A nossa visita é muito importante não apenas no plano político, mas também pela presença de alguns dos chefes das maiores empresas italianas. A relação entre Itália e Brasil é tão importante que independe de conjunturas econômicas de um determinado momento.

Queremos dar uma mensagem ao Brasil, aos empresários brasileiros, que a nossa confiança [no país] é sólida e que não é influenciada por variações momentâneas.

As cerca de 900 grandes e as pequenas empresas italianas que estão presentes no Brasil apostam nas potencialidades deste grande país.

Nós também esperamos um maior fluxo de investimentos brasileiros na Itália, que depois de cinco anos de crise, finalmente tem uma expansão gradual.

Uma das pautas da sua visita é a cooperação em Defesa. Como os dois países podem cooperar mais neste campo?
Temos uma extraordinária história de sucesso, de 20 anos, com a produção conjunta de caças [AMX].

Hoje nós podemos cooperar nos setores mais diversos –tanto no setor naval como de aviação. A base para que isso aconteça na indústria da defesa é sempre ter boas relações políticas, um país confiar no outro.

E isso já existe, por exemplo, no Líbano [com a missão da ONU, a Unifil]. A Itália dirige a missão terrestre da Unifil, e o Brasil, a missão naval.

Há alguma parceria em Defesa para ser assinada durante a visita?
Um memorando sobre Defesa foi assinado em 2008 e retificado recentemente. Portanto, já temos a moldura legal e política. Podemos fortalecê-la no plano operacional, naturalmente participando de licitações que serão feitas pelo governo brasileiro. Temos uma indústria muito avançada nos setores naval, de helicópteros e de blindados. Portanto, o leque de possibilidades é muito amplo.

Após extraditar Henrique Pizzolato para o Brasil, a Itália espera que o governo brasileiro reveja a decisão sobre Cesare Battisti?
Eu não relacionaria essas duas coisas. A extradição do Pizzolato foi decidida com base nas nossas leis e, portanto, para nós é uma decisão como todas as que derivam das leis. É uma obrigação.

No que concerne ao Battisti, certamente a Itália não se conforma com a ideia.
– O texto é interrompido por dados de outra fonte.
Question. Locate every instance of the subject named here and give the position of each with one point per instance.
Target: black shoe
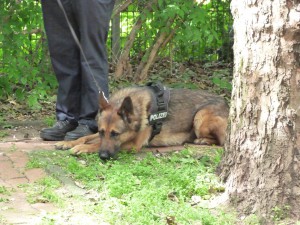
(80, 131)
(58, 131)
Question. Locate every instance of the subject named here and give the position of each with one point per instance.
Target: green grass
(146, 189)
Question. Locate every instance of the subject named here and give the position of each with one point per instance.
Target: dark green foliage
(25, 68)
(201, 32)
Já que ele foi julgado culpado por graves crimes, que seja entregue à Justiça italiana.

Nós conhecemos as mais diferentes decisões que o Brasil tomou. Não as compartilhamos, mas não será isso que vai criar problemas entre os nossos países.
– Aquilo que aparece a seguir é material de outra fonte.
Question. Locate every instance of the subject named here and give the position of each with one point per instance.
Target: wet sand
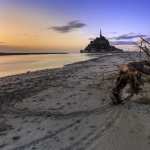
(69, 109)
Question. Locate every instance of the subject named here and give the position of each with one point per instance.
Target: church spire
(100, 33)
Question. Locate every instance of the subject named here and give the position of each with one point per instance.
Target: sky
(68, 25)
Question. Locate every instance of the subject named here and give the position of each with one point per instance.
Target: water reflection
(10, 65)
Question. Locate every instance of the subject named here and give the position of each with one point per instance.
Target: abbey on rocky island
(100, 45)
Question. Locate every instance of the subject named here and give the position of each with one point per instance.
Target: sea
(17, 64)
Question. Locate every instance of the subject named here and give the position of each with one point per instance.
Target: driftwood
(131, 74)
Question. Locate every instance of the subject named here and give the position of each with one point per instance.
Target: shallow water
(11, 65)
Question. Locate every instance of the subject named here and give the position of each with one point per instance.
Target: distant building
(100, 44)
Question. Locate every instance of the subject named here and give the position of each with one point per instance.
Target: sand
(70, 109)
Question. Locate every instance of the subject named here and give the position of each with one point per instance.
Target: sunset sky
(67, 25)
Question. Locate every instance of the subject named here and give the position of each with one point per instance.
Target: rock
(100, 45)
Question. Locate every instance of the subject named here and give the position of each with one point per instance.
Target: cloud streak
(70, 26)
(128, 36)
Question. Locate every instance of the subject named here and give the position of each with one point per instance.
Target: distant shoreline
(7, 54)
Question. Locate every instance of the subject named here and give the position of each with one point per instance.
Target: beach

O que não se pode é pedir à Itália que renuncie àquele princípio: quem cometeu crimes como aqueles tem que respondê-los à Justiça italiana.

O sr. deve tratar disso com o governo brasileiro?
Não, acho que não. Nós tratamos disso continuamente entre os ministérios da Justiça

Um relatório recente da ONU mostra que as metas apresentadas pelos países para a COP-21 não serão suficientes para manter o aquecimento global no limite dos 2°C. É possível fazer mais para atingir o objetivo até a conferência?
A diferença em relação aos acordos de Kyoto é que agora é necessário um entendimento vinculante, verificável e que envolva, não da mesma forma, todos os países.

Kyoto diz respeito apenas aos países de mais antiga industrialização, mas hoje sem a participação de grandes países como a China, o Brasil, a Índia e a Indonésia, é difícil conter o aquecimento climático.

O papel do Brasil é decisivo. A decisão do governo de propor os próprios compromissos nacionais foi muito importante.

Naturalmente os países de industrialização mais antiga têm que contribuir através das finanças climáticas e ajudar os países de mais recente industrialização nas medidas de luta contra o aquecimento climático.

Mas o compromisso do Brasil, da China, são boas notícias e nos fazem esperar que haverá um bom resultado em Paris.

Mas é possível até o fim deste mês melhorar as propostas?
A União Europeia foi uma das primeiras a apresentar sua INDC [contribuição pretendida nacionalmente determinada], que vale para todos os 28 países e que é muito ambiciosa. Cada país da UE pode fazer mais do que foi apresentado, mas não menos. Por isso acredito que a UE dará uma contribuição importante.

E é importante também que o presidente [dos EUA, Barck] Obama tenha definido esse como um dos desafios mais importantes na conclusão de seu mandato presidencial. Se lembrarmos o período de Kyoto, o comprometimento dos EUA era menos claro.